For more details, see the section on working with models in production.

Using your own models

If you’ve trained your own model, for example for additional languages or custom named entities, you can save its state using the Language.to_disk() method. To make the model more convenient to deploy, we recommend wrapping it as a Python package.

For more information and a detailed guide on how to package your model, see the documentation on saving and loading models.

Using models in production

If your application depends on one or more models, you’ll usually want to integrate them into your continuous integration workflow and build process. While spaCy provides a range of useful helpers for downloading, linking and loading models, the underlying functionality is entirely based on native Python packages. This allows your application to handle a model like any other package dependency.

For an example of an automated model training and build process, see this overview of how we’re training and packaging our models for spaCy.

Downloading and requiring model dependencies

spaCy’s built-in download command is mostly intended as a convenient, interactive wrapper. It performs compatibility checks and prints detailed error messages and warnings. However, if you’re downloading models as part of an automated build process, this only adds an unnecessary layer of complexity. If you know which models your application needs, you should be specifying them directly.
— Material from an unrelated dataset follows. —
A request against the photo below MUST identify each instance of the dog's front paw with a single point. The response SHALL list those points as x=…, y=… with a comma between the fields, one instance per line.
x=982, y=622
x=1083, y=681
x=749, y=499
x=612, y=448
Because all models are valid Python packages, you can add them to your application’s requirements.txt. If you’re running your own internal PyPi installation, you can upload the models there. pip’s requirements file format supports both package names to download via a PyPi server, as well as direct URLs.
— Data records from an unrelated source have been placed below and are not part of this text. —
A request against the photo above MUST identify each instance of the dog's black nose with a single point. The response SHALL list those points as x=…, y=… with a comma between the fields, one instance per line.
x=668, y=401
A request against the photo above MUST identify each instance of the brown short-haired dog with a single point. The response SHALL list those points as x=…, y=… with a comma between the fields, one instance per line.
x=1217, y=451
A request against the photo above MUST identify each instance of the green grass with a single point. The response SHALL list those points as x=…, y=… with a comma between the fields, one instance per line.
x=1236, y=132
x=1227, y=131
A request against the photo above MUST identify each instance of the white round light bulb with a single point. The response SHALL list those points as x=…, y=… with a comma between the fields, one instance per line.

Specifying #egg= with the package name tells pip which package to expect from the download URL. This way, the package won’t be re-downloaded and overwritten if it’s already installed - just like when you’re downloading a package from PyPi.
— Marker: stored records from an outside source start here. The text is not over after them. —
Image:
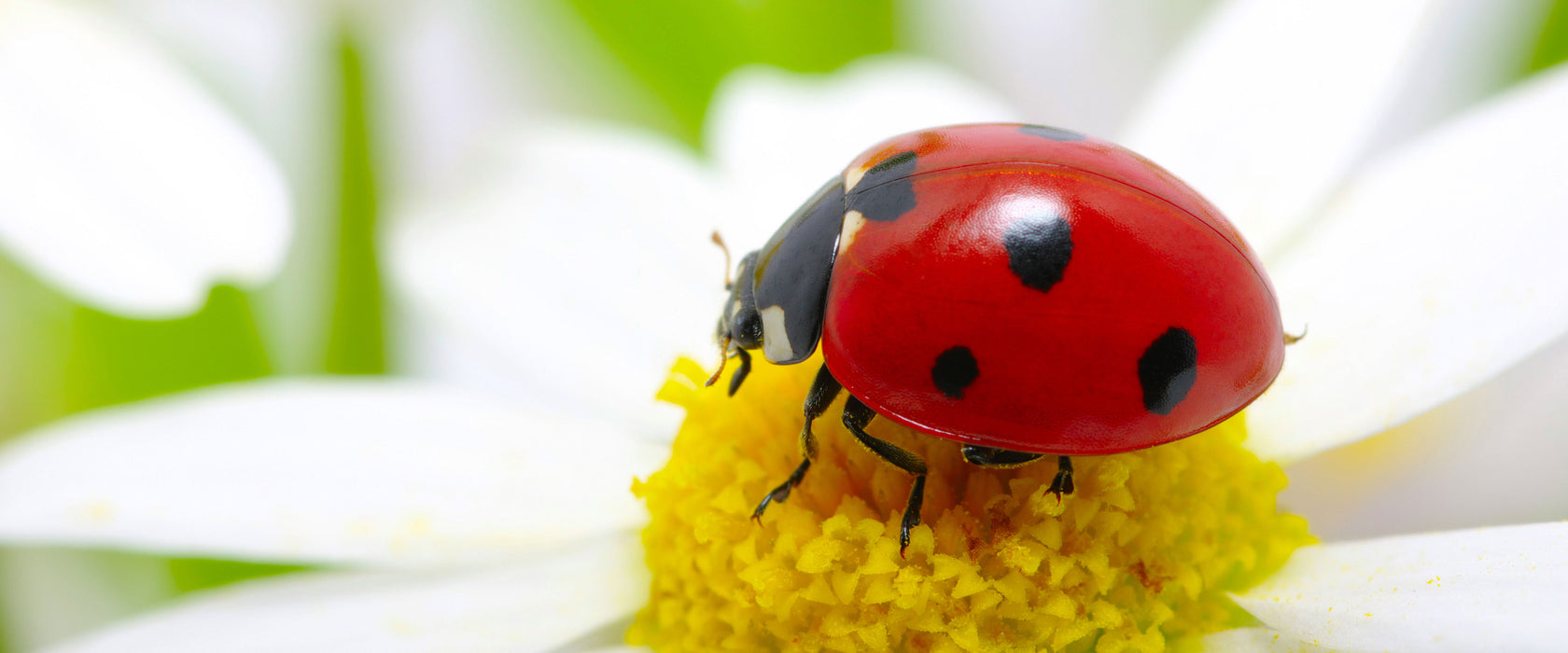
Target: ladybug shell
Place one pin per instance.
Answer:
(1035, 290)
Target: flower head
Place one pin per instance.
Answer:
(495, 306)
(1143, 551)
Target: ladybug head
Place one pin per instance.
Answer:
(739, 320)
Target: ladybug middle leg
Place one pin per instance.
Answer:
(822, 394)
(855, 417)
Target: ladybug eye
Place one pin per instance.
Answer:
(747, 327)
All models are versioned and specify their spaCy dependency. This ensures cross-compatibility and lets you specify exact version requirements for each model. If you’ve trained your own model, you can use the package command to generate the required meta data and turn it into a loadable package.

Loading and testing models

Downloading models directly via pip won’t call spaCy’s link package command, which creates symlinks for model shortcuts. This means that you’ll have to run this command separately, or use the native import syntax to load the models:

import en_core_web_sm
nlp = en_core_web_sm.load()

In general, this approach is recommended for larger code bases, as it’s more “native”, and doesn’t depend on symlinks or rely on spaCy’s loader to resolve string names to model packages. If a model can’t be imported, Python will raise an ImportError immediately. And if a model is imported but not used, any linter will catch that.

Similarly, it’ll give you more flexibility when writing tests that require loading models. For example, instead of writing your own try and except logic around spaCy’s loader, you can use pytest’s importorskip() method to only run a test if a specific model or model version is installed. Each model package exposes a __version__ attribute which you can also use to perform your own version compatibility checks before loading a model.